A conventional loan (CONV) is a type of mortgage loan that is not insured or guaranteed by any government agency. … Conforming conventional loans follow lending rules set by the Federal National Mortgage Association (Fannie Mae) and the Federal Home Loan Mortgage Corporation (Freddie Mac). Instead, the loan is backed by private lenders, and its insurance is usually paid by the borrower.

Non Conforming Loans


Jumbo mortgages are for larger loan amounts not covered by conforming loan limits.
Lenders, Provides financing above conforming Fannie Mae and Freddie Mac loan limits. A jumbo loan, also known as a jumbo mortgage, is a type of financing that exceeds the limits set by the Federal Housing Finance Agency (FHFA). Unlike conventional mortgages, a jumbo loan is not eligible to be purchased, guaranteed, or securitized by Fannie Mae or Freddie Mac.


Individual Tax Identification Number (ITIN) loans are for people who are not eligible for Social Security numbers, non-citizens can get a mortgage in America.. ITIN’s are issued to both resident and nonresident aliens for tax-reporting purposes. Consider the nature of ITIN loans, there are flexible credit requirements. Many lenders will consider using alternative forms of credit documentation, such as utility and phone bills. The exact same loan requirements will be needed as any legal citizen depend on the lender. The difference will be on the terms. ( case by case basis ).


A Foreign National Loan Program is a special type of loan that helps noncitizens buy investment property in the United States. This loan has requirements (and interest rates) that slightly differ from standard Fannie Mae or FHA loans.


Hard money loans are essentially a type of asset-based financing in which the borrower acquires funds that are secured by real property. … It’s called a “hard money” loan because it’s harder to acquire and payback than its soft money counterpart. A hard money lender provides the loan as long as the borrower is willing to pledge a piece of real property as collateral against any default. A hard money loan is considered cash not because it’s similar to it. It’s because it’s different from traditional bank financing. Unlike traditional financing, a hard money loan isn’t based on the current market price of a given property.


A bridge loan is a type of short-term loan, typically taken out for a period of 2 weeks to 3 years pending the arrangement of larger or longer-term financing. The main benefit of bridge debt financing is flexibility. It provides borrowers with short-term capital that allows them to meet any current expense obligations, quickly close on properties, complete renovations, or allow the Borrower to find new tenants for the building.

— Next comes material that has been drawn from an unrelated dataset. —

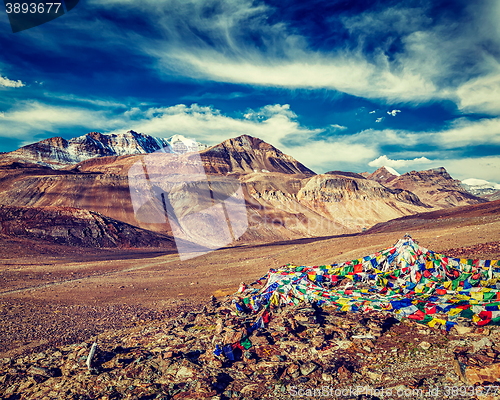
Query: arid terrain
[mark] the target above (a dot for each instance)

To apply for a conventional mortgage loan, borrowers usually must provide pay stubs and W-2’s from the past two years of employment. But if you are self-employed or own your own business, you don’t have W-2’s or pay stubs. A bank statement loan requires only the bank statements of self-employed borrowers to determine if they can produce sufficient income to warrant approval for a mortgage loan. Bank statement loans are a type of mortgage that lenders can issue based on personal information and bank statements rather than tax returns and employer verification. They can be a good option if you work for yourself, own a business, or don’t have a steady income. A bank statement loan may come with a higher interest rate and need a larger down payment.